Doğa fotoğrafçısı Emrah Koçer olarak anılmayı isterdim. Yeşilinden, mavisine tüm renkleri barındıran kareler çekmeyi. Fakat o renkleri bozan çöp yığınları her yerde. 2017 yılında sosyal medya hesabımda Belgrad Ormanı için ‘Doğada Temizlik Var’ çağrısında bulundum ve Türkiye’nin farklı illerinden yüzlerce insan geldi. O gün 170 battal boy çöp topladık. Daha sonra yine sosyal medya çağırılarıyla bu etkinliği her yıl gerçekleştirdim. Geçen sene 16 ilde eş zamanlı olarak başlattığım bu projeye bazı belediyeler ve üniversitelerde destek verdi ve ortalama bin kişinin katılımıyla tonlarca çöp topladık. Hepimiz biliyoruz ki bu çöpler toplayarak değil atılmadığı zaman bitecek. Bu yüzden amacım sadece farkındalık yaratmak. Sosyal medya sayesinde bir kişiyi bile bu farkındalık zincirine dahil edebilmenin gururunu yaşıyorum.
Pandemi süreci ile birlikte doğaya dönüş hassasiyeti arttı mı, gözlemleriniz neler?
Her gün katledilen bir doğa var; yok edilen ormanlar, kirletilen sular… Sanırım gazetelerde bir 3. sayfa da doğa haberlerine ayrılmalı. Pandemi sonrası açık hava arayışına giren herkes ormanlara, mesire alanlarına ve sahillere koştu. Ancak ufacık alanlara binlerce insan doluşmaya çalışıyor. Bırakın sosyal mesafeyi adım atmaya yer yok! Bu görüntüler bile doğal alanlarımızın yetersizliğini göstermeye yetmedi sanırım.
Kitap çalışmanızın içeriğinden bahsedebilir misiniz?

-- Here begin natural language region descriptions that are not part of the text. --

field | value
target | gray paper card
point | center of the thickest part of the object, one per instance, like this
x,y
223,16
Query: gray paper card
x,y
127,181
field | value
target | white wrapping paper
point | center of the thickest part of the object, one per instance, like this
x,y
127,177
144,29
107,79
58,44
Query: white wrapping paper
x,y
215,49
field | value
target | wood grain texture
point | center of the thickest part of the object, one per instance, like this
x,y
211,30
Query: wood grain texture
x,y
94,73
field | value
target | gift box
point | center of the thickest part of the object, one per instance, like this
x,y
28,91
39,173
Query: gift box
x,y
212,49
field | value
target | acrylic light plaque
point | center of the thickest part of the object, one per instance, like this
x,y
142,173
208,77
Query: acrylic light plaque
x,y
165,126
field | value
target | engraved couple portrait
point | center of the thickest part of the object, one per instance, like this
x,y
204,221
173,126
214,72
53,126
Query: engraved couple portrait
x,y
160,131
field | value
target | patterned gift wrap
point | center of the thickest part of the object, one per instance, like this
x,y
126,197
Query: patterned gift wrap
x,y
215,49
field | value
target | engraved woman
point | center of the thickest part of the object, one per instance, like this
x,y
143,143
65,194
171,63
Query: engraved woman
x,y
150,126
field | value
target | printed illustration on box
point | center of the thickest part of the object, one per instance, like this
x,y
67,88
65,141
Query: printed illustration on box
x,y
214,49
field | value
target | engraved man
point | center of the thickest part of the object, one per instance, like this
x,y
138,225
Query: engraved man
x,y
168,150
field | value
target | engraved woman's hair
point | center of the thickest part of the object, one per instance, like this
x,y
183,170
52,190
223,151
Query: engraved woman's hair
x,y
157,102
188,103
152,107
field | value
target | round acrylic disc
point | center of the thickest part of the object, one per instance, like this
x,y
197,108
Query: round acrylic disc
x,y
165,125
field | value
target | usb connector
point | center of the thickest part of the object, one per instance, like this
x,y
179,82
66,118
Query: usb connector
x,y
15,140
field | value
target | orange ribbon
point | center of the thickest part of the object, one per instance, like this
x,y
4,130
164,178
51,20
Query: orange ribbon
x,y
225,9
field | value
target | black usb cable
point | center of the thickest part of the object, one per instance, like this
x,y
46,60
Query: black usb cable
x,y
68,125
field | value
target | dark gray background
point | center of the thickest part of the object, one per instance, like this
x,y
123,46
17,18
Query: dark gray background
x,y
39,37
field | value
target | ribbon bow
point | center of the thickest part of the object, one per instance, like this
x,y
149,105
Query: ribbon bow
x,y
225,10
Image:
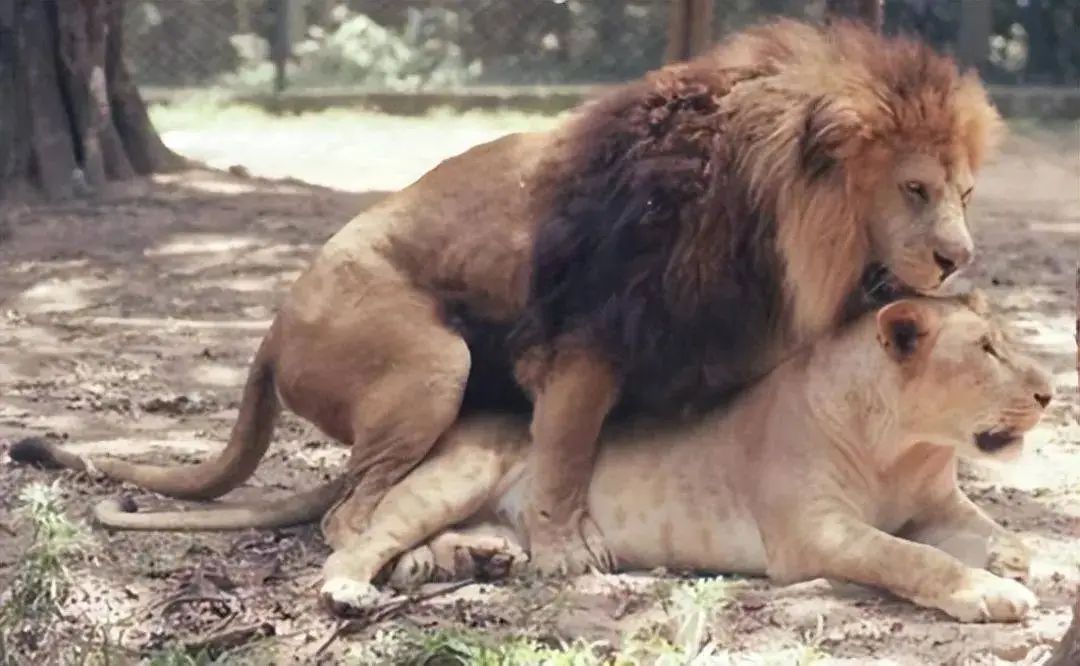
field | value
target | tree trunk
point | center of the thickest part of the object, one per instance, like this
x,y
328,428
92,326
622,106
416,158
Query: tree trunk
x,y
1067,652
689,29
70,118
867,11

Deneyimlediklerimi ve deneyimlemek istediklerimi kaleme almak en büyük hayallerim arasındaydı. Uzun zamandır üzerinde çalıştığım ve defalarca ‘hayır olmadı’ deyip başa döndüğüm bir kitap çalışmam var. Bunu ilk kez size söylüyorum çünkü artık sona çok yakınım. Bu kitap da sosyal medyadaki yerim kadar bir amaca hizmet ediyor. Deneyimlerimin yanı sıra gençlere örnek olma çabam, şehir ve doğa hayatını bir arada yürütmenin gerekliliği, hobi kazanmanın insana kattıkları ve kamp hayatının kurumsal iş hayatına etkilerini kaleme almaya çalıştım. Bu kitabımın oluşturmak istediğim farkındalığa da büyük katkı sağlayacağından eminim.